HarmBench: A Standardized Evaluation Framework for Automated Red Teaming and Robust Refusal
Mantas Mazeika et al. (2024)
TLDR: The paper introduces HarmBench, a standardized evaluation framework for automated red teaming of large language models (LLMs), addressing the lack of comparability in existing evaluations.
• Comprehensive benchmark for red teaming: HarmBench includes 510 carefully curated harmful behaviors across diverse categories, including copyright, contextual and multimodal behaviors. This provides a much broader evaluation than previous datasets, allowing for more thorough testing of LLM safety measures.
• Standardized evaluation pipeline: The authors identify key issues in prior evaluations, such as the impact of generation length on metrics, and propose solutions to enable fair comparisons between methods. They also develop robust classifiers for evaluating attack success.
• Large-scale comparison of attacks and defenses: Using HarmBench, the paper evaluates 18 red teaming methods against 33 LLMs and defenses. Key findings include that no current attack or defense is uniformly effective, and that model robustness is independent of size within model families. It’s notable that Meta’s LLaMa-2 and Anthropic’s Claude are the most resistent to many types of jailbreaks.
• Novel adversarial training method: The authors introduce R2D2, an adversarial training approach using automated red teaming. When applied to the Zephyr 7B model, it achieves state-of-the-art robustness against strong attacks while maintaining good performance on benign tasks.

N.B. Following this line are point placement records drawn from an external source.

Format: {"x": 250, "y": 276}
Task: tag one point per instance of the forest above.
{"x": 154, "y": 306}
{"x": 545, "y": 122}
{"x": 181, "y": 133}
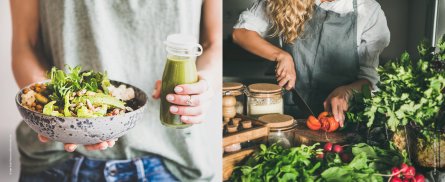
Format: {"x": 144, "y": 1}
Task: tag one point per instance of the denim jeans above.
{"x": 84, "y": 169}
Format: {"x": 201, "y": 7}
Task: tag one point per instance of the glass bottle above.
{"x": 180, "y": 68}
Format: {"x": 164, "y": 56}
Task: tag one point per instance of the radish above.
{"x": 419, "y": 178}
{"x": 345, "y": 158}
{"x": 410, "y": 172}
{"x": 338, "y": 149}
{"x": 395, "y": 171}
{"x": 328, "y": 147}
{"x": 396, "y": 179}
{"x": 403, "y": 167}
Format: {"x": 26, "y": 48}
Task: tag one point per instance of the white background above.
{"x": 8, "y": 112}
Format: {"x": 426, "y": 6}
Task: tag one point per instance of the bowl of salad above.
{"x": 81, "y": 107}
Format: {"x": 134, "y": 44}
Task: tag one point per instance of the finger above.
{"x": 290, "y": 84}
{"x": 98, "y": 146}
{"x": 283, "y": 82}
{"x": 111, "y": 143}
{"x": 185, "y": 100}
{"x": 186, "y": 110}
{"x": 42, "y": 138}
{"x": 327, "y": 105}
{"x": 342, "y": 118}
{"x": 157, "y": 90}
{"x": 283, "y": 76}
{"x": 194, "y": 88}
{"x": 280, "y": 70}
{"x": 69, "y": 147}
{"x": 335, "y": 109}
{"x": 193, "y": 119}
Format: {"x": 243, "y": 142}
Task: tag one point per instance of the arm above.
{"x": 209, "y": 64}
{"x": 374, "y": 39}
{"x": 27, "y": 59}
{"x": 27, "y": 64}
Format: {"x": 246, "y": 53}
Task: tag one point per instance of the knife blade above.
{"x": 301, "y": 103}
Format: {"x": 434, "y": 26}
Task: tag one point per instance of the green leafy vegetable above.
{"x": 409, "y": 91}
{"x": 299, "y": 164}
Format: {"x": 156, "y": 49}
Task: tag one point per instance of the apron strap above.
{"x": 354, "y": 4}
{"x": 140, "y": 170}
{"x": 76, "y": 168}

Link to the paper: https://arxiv.org/pdf/2402.04249
Link to the website: https://www.harmbench.org/
Improving Alignment and Robustness with Circuit Breakers
Andy Zou et al. (2024)
TLDR: This paper introduces "circuit breakers", a novel approach to make AI models intrinsically safer and more robust against adversarial attacks by interrupting harmful internal processes, without compromising performance on benign tasks.
• Novel approach to AI safety: The paper presents circuit breakers as a new paradigm for creating models that do not produce harmful outputs. Rather than trying to remove specific vulnerabilities, this method aims to directly circumvent the model's ability to produce harmful outputs in the first place by interrupting internal processes.
• Improved robustness across diverse attacks: Experiments show that models with circuit breakers demonstrate significantly improved robustness against a wide range of unseen adversarial attacks, including sophisticated white-box and embedding space attacks.
• Improved performance trade-off compared with Claude 3: Unlike many existing defense techniques that compromise model capabilities, circuit breakers achieve high reliability against attacks with minimal impact on performance in benign scenarios. This represents an advancement in balancing safety and capability in AI systems.
• Broad applicability: The method is demonstrated to be effective not just for text models, but also for multimodal systems and AI agents. It shows promise in preventing harmful image-based attacks and controlling agent behaviors, suggesting potential for mitigating risks like power-seeking or dishonesty in more advanced AI systems.
Link to the paper: https://arxiv.org/pdf/2406.04313
Thanks for reading us, your feedback on this new format is greatly appreciated!